En ese pub hay fiesta hasta las diez, pensó Penelope cuando cruzaba la ciudad. El viento en la cara la hacía lagrimear (ella nunca usaba casco). La Fender la llevaba colgada de la espalda y manejaba incómoda, pero ella estaba acostumbrada a trasladarse con su guitarra. Pensó en la papeleta que llevaba en el bolsillo de su jean. Pensó que esa noche tenía que ser una noche especial porque en una semana iba a cumplir ventitres años.
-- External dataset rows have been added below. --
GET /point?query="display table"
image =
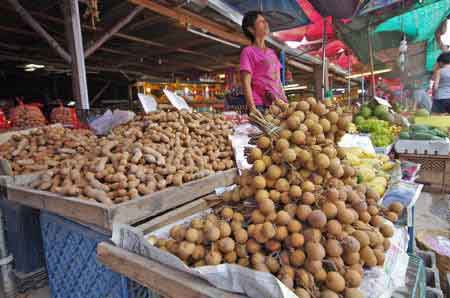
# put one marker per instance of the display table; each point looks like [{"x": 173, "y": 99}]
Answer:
[{"x": 168, "y": 282}]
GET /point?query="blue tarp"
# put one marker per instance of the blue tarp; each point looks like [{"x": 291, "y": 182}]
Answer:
[{"x": 281, "y": 14}]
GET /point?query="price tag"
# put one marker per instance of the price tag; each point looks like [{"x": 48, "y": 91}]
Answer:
[
  {"x": 148, "y": 103},
  {"x": 177, "y": 101},
  {"x": 382, "y": 101},
  {"x": 357, "y": 141}
]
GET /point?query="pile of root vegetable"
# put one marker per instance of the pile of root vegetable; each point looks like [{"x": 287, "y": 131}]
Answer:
[
  {"x": 298, "y": 213},
  {"x": 148, "y": 154},
  {"x": 45, "y": 148}
]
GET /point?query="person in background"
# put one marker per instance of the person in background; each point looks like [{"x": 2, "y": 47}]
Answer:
[
  {"x": 259, "y": 65},
  {"x": 441, "y": 87},
  {"x": 421, "y": 99}
]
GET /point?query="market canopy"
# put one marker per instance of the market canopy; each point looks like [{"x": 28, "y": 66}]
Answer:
[
  {"x": 420, "y": 25},
  {"x": 281, "y": 14}
]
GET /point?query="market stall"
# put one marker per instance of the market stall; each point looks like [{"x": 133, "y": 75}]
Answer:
[{"x": 145, "y": 243}]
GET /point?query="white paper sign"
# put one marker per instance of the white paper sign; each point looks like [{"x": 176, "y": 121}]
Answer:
[
  {"x": 357, "y": 141},
  {"x": 177, "y": 101},
  {"x": 382, "y": 101},
  {"x": 148, "y": 102}
]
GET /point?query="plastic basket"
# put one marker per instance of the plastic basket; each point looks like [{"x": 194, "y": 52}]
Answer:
[
  {"x": 73, "y": 270},
  {"x": 434, "y": 172},
  {"x": 416, "y": 277}
]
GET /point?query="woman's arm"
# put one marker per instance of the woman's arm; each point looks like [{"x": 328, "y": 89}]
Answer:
[
  {"x": 246, "y": 80},
  {"x": 437, "y": 77}
]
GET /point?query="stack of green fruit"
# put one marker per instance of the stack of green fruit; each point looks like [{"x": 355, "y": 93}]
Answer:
[
  {"x": 379, "y": 130},
  {"x": 422, "y": 132},
  {"x": 373, "y": 111}
]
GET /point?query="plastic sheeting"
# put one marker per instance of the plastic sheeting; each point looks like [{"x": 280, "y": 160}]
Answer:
[
  {"x": 420, "y": 25},
  {"x": 281, "y": 14}
]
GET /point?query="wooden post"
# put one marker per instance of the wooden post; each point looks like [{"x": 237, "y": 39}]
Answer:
[
  {"x": 41, "y": 31},
  {"x": 116, "y": 28},
  {"x": 78, "y": 66},
  {"x": 100, "y": 93}
]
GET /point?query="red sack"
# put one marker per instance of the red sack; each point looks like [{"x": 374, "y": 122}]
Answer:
[
  {"x": 65, "y": 116},
  {"x": 3, "y": 122},
  {"x": 27, "y": 115}
]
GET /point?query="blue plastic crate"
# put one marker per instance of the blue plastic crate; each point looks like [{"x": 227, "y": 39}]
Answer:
[
  {"x": 23, "y": 237},
  {"x": 73, "y": 270}
]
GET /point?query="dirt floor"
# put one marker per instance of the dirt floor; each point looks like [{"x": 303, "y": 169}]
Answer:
[{"x": 432, "y": 211}]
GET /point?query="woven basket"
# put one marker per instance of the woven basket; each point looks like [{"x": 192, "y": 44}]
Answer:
[{"x": 443, "y": 261}]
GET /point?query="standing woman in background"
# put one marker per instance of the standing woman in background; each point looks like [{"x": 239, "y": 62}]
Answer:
[
  {"x": 259, "y": 65},
  {"x": 441, "y": 87}
]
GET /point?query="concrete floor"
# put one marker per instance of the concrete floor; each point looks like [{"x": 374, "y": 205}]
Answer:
[{"x": 432, "y": 212}]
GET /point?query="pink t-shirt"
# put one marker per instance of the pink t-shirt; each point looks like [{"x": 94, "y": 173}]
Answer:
[{"x": 264, "y": 68}]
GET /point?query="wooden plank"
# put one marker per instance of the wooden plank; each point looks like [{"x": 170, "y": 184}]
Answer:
[
  {"x": 166, "y": 281},
  {"x": 153, "y": 204},
  {"x": 73, "y": 208},
  {"x": 179, "y": 213},
  {"x": 130, "y": 212}
]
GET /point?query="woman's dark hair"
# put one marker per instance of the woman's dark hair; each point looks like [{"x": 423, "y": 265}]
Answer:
[
  {"x": 444, "y": 58},
  {"x": 249, "y": 21}
]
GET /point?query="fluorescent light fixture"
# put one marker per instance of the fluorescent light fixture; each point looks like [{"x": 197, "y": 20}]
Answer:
[
  {"x": 213, "y": 38},
  {"x": 296, "y": 88},
  {"x": 359, "y": 75},
  {"x": 37, "y": 66}
]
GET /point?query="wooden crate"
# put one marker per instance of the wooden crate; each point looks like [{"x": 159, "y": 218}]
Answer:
[
  {"x": 434, "y": 172},
  {"x": 103, "y": 216},
  {"x": 164, "y": 280}
]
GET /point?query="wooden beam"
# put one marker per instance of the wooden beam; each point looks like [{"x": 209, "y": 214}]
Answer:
[
  {"x": 142, "y": 41},
  {"x": 40, "y": 30},
  {"x": 188, "y": 18},
  {"x": 116, "y": 28},
  {"x": 100, "y": 93},
  {"x": 168, "y": 282},
  {"x": 78, "y": 65}
]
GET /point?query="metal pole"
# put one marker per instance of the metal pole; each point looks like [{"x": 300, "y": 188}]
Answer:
[
  {"x": 372, "y": 75},
  {"x": 283, "y": 65},
  {"x": 349, "y": 81},
  {"x": 79, "y": 54},
  {"x": 324, "y": 57},
  {"x": 7, "y": 278}
]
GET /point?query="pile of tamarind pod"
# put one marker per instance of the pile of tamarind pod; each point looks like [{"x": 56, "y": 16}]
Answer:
[
  {"x": 45, "y": 148},
  {"x": 146, "y": 155},
  {"x": 299, "y": 213}
]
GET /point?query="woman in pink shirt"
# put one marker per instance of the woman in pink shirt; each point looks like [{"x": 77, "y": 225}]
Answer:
[{"x": 260, "y": 67}]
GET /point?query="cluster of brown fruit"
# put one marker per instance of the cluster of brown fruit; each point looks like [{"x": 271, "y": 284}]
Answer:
[{"x": 298, "y": 213}]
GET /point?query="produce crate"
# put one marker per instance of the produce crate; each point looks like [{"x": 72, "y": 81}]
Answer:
[
  {"x": 434, "y": 172},
  {"x": 433, "y": 147},
  {"x": 73, "y": 271},
  {"x": 130, "y": 212},
  {"x": 415, "y": 280}
]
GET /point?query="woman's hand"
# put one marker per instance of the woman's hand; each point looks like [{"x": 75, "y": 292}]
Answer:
[{"x": 246, "y": 80}]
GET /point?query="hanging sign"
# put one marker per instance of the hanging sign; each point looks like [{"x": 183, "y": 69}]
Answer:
[
  {"x": 177, "y": 101},
  {"x": 148, "y": 103}
]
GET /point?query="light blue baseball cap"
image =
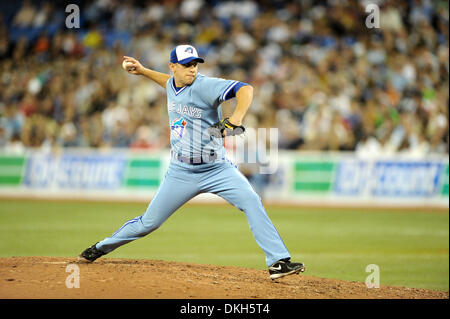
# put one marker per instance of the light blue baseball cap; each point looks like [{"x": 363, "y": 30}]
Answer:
[{"x": 184, "y": 53}]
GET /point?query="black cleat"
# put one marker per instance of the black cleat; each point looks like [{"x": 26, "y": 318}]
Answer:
[
  {"x": 284, "y": 267},
  {"x": 90, "y": 254}
]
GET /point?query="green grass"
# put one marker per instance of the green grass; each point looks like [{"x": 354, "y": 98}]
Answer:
[{"x": 410, "y": 247}]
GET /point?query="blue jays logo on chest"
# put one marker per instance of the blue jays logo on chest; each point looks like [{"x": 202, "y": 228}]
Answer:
[
  {"x": 178, "y": 126},
  {"x": 185, "y": 110}
]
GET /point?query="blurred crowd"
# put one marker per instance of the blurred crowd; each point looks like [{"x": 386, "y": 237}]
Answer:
[{"x": 321, "y": 76}]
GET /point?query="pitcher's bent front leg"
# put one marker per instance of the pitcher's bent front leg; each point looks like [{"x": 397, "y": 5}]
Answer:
[{"x": 231, "y": 185}]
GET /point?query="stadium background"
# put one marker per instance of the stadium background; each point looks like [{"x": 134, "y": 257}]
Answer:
[{"x": 338, "y": 92}]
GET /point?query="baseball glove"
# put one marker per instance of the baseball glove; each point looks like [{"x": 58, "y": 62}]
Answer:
[{"x": 218, "y": 129}]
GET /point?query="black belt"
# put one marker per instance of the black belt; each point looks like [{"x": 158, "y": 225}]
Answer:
[{"x": 205, "y": 159}]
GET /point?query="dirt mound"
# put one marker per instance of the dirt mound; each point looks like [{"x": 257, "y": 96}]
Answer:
[{"x": 46, "y": 277}]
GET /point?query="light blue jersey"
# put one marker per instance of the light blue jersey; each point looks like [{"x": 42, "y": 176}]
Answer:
[{"x": 192, "y": 110}]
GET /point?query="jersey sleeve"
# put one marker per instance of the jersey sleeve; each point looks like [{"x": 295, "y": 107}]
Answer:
[{"x": 217, "y": 90}]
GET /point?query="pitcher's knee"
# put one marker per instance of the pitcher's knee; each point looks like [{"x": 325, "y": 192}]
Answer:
[
  {"x": 148, "y": 226},
  {"x": 250, "y": 200}
]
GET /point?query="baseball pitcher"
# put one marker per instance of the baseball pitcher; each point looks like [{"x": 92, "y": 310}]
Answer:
[{"x": 198, "y": 160}]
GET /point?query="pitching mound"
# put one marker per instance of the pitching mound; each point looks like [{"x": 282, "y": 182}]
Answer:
[{"x": 46, "y": 277}]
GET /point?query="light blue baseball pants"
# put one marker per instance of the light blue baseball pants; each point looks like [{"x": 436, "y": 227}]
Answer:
[{"x": 181, "y": 183}]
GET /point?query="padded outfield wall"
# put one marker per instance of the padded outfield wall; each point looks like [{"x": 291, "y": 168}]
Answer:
[{"x": 300, "y": 177}]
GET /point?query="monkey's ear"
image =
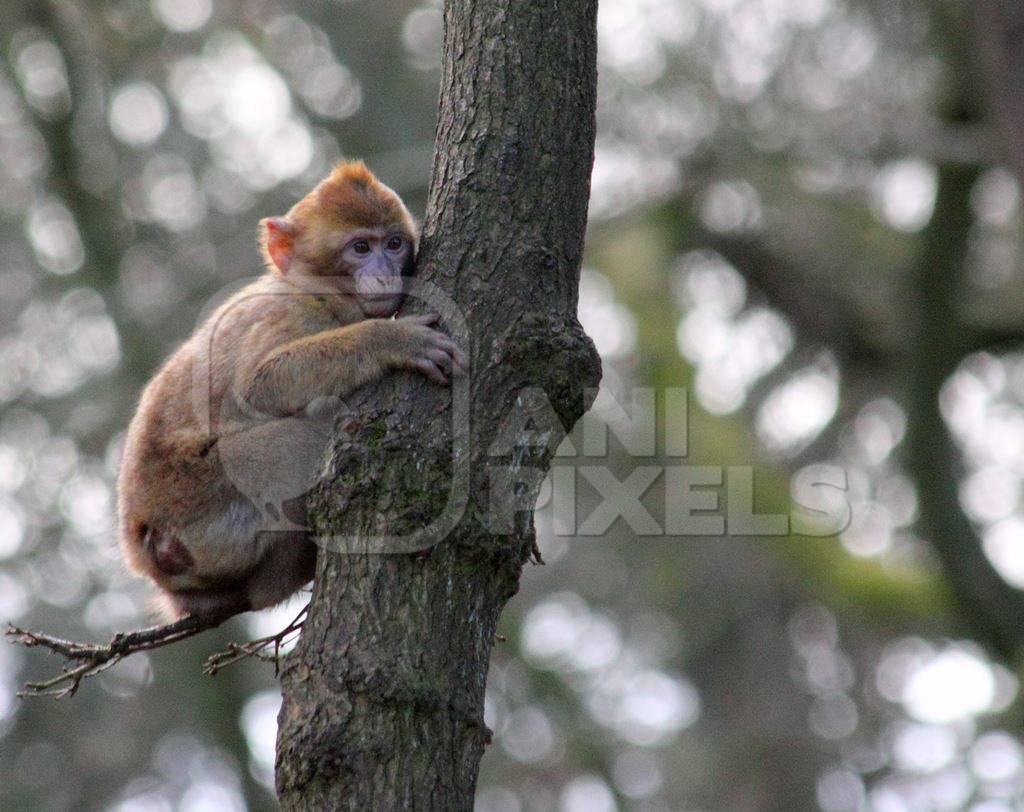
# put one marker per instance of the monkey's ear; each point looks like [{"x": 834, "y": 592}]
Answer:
[{"x": 278, "y": 242}]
Penelope tuvo una idea que primero la alteró y después la puso mucho ansiosa. No lo había hecho nunca antes, pero esa madrugada estaba segura que se iba a animar. Quería llegar a ese pub de otra manera. Ella era una power girl y se lo iba a demostrar a todos esos idiotas habitues de ese antro.
- Hoy elijo yo, pensó.
La guitarrista sonrió. Unas cuadras antes del bar, en una esquina oscura, vió una farmacia de turno y paró. Dejó la moto prendida y la Fender apoyada en la vereda. Tocó el timbre y un cuarentón medio dormido abrió la mirilla enrejada y le preguntó que necesitaba.
- Dos jeringas descartables.
Penelope Glamour partió motorizada hacia su destino bailable acelerando a fondo la Suzuqui y esquivando milagrosamente a una pareja que cruzaba la calle, por la mitad de la cuadra.